Personal life
- Born: 7 December 1933 Dera Ghazi Khan District, British India (now Pakistan)
- Died: 15 May 2018 (aged 84) Lahore, Punjab, Pakistan
- Children: 3 sons, 3 daughters
- Main interest(s): Hadith studies
- Notable work(s): Al-Khair al-Jari in Sahih al-Bukhari
- Education: Jamia Khair al-Madaris, Jamia Ashrafia
- Occupation: Islamic scholar, author, Sheikh al-Hadith

Religious life
- Religion: Islam
- Denomination: Sunni

= Sufi Muhammad Sarwar =

Pakistani Islamic scholar

Sufi Muhammad Sarwar ((مولانا صوفی محمد سرور) 7 December 1933 – 15 May 2018) was a Pakistani Islamic scholar, author and Sheikh al-Hadith at Jamia Ashrafia. He studied at Jamia Khair al-Madaris and Jamia Ashrafia.

== Early life and education ==
Sarwar was born on 7 December 1933 in Dera Ghazi Khan district. After 10th grade, he started his religious education from Jamia Ashrafia founder Mufti Muhammad Hasan. And then studied religious books in Jamia Khair Madaris Multan of Khair Muhammad Jalandhri. Then he enrolled in the course of Hadith in Jamia Ashrafia Lahore and graduated successfully. After which he studied for some time in Karachi under Grand Mufti of Pakistan Mufti Muhammad Shafi.

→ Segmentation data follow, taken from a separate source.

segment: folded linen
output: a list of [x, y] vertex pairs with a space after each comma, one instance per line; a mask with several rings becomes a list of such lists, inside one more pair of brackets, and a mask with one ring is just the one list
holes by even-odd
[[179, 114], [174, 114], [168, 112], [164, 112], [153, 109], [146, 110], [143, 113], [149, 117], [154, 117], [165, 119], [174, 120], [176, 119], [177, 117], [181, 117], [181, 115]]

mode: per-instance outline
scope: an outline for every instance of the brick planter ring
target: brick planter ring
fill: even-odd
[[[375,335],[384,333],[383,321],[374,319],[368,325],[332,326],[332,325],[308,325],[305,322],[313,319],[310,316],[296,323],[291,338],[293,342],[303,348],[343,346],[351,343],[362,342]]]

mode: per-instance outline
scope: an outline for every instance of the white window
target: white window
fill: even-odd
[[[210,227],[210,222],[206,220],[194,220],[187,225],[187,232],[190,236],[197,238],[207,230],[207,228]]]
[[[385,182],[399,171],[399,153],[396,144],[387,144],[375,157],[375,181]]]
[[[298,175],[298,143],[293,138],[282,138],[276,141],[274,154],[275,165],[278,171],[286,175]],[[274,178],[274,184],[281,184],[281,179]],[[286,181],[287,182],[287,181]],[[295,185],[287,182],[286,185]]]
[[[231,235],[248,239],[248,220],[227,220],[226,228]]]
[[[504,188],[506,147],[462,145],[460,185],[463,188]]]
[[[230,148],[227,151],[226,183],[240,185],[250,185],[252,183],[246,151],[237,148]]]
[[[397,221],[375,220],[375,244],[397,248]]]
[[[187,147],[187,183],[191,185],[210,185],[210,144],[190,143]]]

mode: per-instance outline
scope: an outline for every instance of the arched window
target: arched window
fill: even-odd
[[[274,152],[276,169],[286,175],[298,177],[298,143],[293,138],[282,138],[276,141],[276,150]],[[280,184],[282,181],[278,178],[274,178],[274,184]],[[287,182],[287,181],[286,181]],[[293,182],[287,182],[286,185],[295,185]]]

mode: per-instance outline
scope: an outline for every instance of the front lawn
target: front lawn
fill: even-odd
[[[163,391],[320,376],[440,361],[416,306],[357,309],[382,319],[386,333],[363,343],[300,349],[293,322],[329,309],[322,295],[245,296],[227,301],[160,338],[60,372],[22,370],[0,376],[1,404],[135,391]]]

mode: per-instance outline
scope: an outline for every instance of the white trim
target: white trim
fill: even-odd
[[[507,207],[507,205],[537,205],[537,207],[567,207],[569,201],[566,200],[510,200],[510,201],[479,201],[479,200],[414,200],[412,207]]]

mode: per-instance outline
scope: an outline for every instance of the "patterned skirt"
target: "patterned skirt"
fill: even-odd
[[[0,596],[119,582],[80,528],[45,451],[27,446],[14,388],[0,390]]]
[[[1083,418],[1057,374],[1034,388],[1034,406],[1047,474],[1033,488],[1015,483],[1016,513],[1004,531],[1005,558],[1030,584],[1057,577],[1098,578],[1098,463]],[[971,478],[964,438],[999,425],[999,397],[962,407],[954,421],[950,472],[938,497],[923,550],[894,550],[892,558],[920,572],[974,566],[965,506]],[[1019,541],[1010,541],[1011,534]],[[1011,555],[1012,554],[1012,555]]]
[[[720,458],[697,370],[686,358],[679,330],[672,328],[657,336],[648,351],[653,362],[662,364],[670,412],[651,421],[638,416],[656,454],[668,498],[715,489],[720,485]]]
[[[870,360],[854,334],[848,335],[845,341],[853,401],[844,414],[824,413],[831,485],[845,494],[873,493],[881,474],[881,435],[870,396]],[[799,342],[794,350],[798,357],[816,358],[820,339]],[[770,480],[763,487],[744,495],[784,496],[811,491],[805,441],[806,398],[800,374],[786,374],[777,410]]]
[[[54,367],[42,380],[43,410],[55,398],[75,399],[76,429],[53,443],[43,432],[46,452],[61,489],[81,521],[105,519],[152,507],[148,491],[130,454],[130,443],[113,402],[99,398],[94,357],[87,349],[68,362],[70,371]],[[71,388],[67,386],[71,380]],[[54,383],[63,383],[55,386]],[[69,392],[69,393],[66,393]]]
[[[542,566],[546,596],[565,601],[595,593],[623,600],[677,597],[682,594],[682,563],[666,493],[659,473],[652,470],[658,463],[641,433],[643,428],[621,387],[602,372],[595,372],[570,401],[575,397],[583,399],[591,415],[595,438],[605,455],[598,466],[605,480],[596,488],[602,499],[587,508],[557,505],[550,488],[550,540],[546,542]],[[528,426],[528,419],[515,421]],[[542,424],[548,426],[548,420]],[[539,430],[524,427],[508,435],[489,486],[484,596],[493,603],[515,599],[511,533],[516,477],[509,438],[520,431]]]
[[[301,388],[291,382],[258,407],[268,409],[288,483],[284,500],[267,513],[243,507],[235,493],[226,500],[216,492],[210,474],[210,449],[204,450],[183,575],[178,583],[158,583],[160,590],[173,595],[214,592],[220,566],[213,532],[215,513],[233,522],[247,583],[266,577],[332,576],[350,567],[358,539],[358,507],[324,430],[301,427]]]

After graduating from Aalimiyyat, he spent three years at Jamia Khair al-Madaris Multan and ten years at Darul Uloom Eidgah Kabirwala, taught books on Hadith and other sciences and arts in Jamia Ashrafia Lahore. He started the famous book Abu Dawud then Bukhari Sharif, while he taught Ashraf Ali Thanvi's Malfuzat every day after Asr prayer till his death.

== Literary works ==
He is the author of several books. including;

- Al-Khair al-Jari in Sahih al-Bukhari (2001)
- Ilm-o-Amal (Science and practice)

== Death ==
He died on 15 May 2018 in Lahore after a brief illness and was buried in Sher Shah Cemetery Lahore.

Then Punjab Chief Minister Shahbaz Sharif, Jamiat Ulema-e-Islam Central Emir Maulana Fazlur Rehman, JUI Secretary General Abdul Ghafoor Haidari, JUI Deputy Secretary General Maulana Muhammad Amjad Khan, Federal Minister Akram Khan Durrani, Maulana Ataur Rahman, Hafiz Hussain Ahmed, Muhammad Aslam Ghori and others have mourned over his death and said that Maulana Sufi Muhammad Sarwar's religious, teaching and social services will be remembered for a long time.